VIENNA – Two recently approved drugs – abiraterone acetate and enzalutamide – led to better pain control in reports from separate clinical trials conducted among men with metastatic castration-resistant prostate cancer.

Abiraterone (Zytiga) reduced opiate use by 19%, the average pain intensity score by 19%, and the impact of pain on daily lives by 21% for chemotherapy-naive patients, according to new data from the phase III COU-AA-302 study.

Hazard ratios favoring abiraterone were 0.817 for the median time to opiate use, 0.817 for the average pain intensity, 0.792 for pain interference, and 0.845 for worst pain intensity. Abiraterone was given in combination with prednisone during the trial and compared with placebo plus prednisone.

New data from the AFFIRM trial show that enzalutamide (MDV3100, Xtandi) had a beneficial impact on cancer-related pain in men with previously treated metastatic castrate-resistant prostate cancer (mCRPC). Notably, investigators reported a 44% reduction in pain progression vs. placebo (HR, 0.564; P less than .0001).

These findings from both trials were presented at the European Society for Medical Oncology (ESMO) congress.
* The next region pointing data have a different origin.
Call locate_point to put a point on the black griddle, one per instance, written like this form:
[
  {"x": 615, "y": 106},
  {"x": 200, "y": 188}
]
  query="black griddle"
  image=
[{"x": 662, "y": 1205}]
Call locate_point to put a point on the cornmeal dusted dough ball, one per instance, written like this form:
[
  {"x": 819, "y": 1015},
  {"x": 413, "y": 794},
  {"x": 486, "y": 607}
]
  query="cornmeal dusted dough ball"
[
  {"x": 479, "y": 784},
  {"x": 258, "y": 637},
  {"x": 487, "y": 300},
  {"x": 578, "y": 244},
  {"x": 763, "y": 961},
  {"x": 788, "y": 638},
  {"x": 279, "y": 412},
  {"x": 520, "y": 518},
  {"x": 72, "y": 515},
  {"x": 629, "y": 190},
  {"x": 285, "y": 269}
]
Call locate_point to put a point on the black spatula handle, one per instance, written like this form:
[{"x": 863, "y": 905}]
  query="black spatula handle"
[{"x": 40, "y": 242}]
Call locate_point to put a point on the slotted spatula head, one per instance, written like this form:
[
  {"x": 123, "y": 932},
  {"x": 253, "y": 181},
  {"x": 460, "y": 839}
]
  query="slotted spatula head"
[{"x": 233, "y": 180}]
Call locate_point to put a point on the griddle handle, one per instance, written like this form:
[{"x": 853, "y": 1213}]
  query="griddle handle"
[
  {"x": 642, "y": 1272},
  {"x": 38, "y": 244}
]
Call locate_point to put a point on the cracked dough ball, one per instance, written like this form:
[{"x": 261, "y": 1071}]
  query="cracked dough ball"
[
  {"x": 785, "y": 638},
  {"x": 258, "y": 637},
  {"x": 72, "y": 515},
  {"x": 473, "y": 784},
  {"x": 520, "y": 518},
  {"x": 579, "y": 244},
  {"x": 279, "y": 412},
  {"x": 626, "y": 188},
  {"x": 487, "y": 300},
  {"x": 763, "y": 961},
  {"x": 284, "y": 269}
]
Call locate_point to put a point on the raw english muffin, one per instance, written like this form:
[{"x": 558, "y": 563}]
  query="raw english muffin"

In the United States, the Food and Drug Administration has approved both androgen-signaling inhibitors for second-line treatment of mCRPC after docetaxel (Taxotere) therapy has failed – abiraterone in April 2011 and enzalutamide in August 2012.

Abiraterone: New Data From the COU-AA-302 Trial

"Pain is an important, often feared, and debilitating complication of metastatic, castration-resistant prostate cancer, which can affect up to half of men with metastatic disease," said Dr. Ethan Basch, who presented the COU-AA-302 patient-reported outcome data.

"Understanding the impact of abiraterone and other agents on pain provides valuable information for decision makers," Dr. Basch, of Memorial Sloan-Kettering Cancer Center in New York, added.

Abiraterone’s pain-reducing effects add to benefits reported at American Society of Clinical Oncology (ASCO) annual meeting earlier in the year, where the results of the second planned interim analysis showed it significantly delayed progression and the initiation of chemotherapy in the targeted population.

Trial participants were chemotherapy-naive men with asymptomatic or mildly symptomatic, mCRPC; 546 were randomized to treatment with abiraterone plus prednisone and 542 to placebo plus prednisone. The median treatment duration in each arm was 13.8 months and 8.3 months, respectively.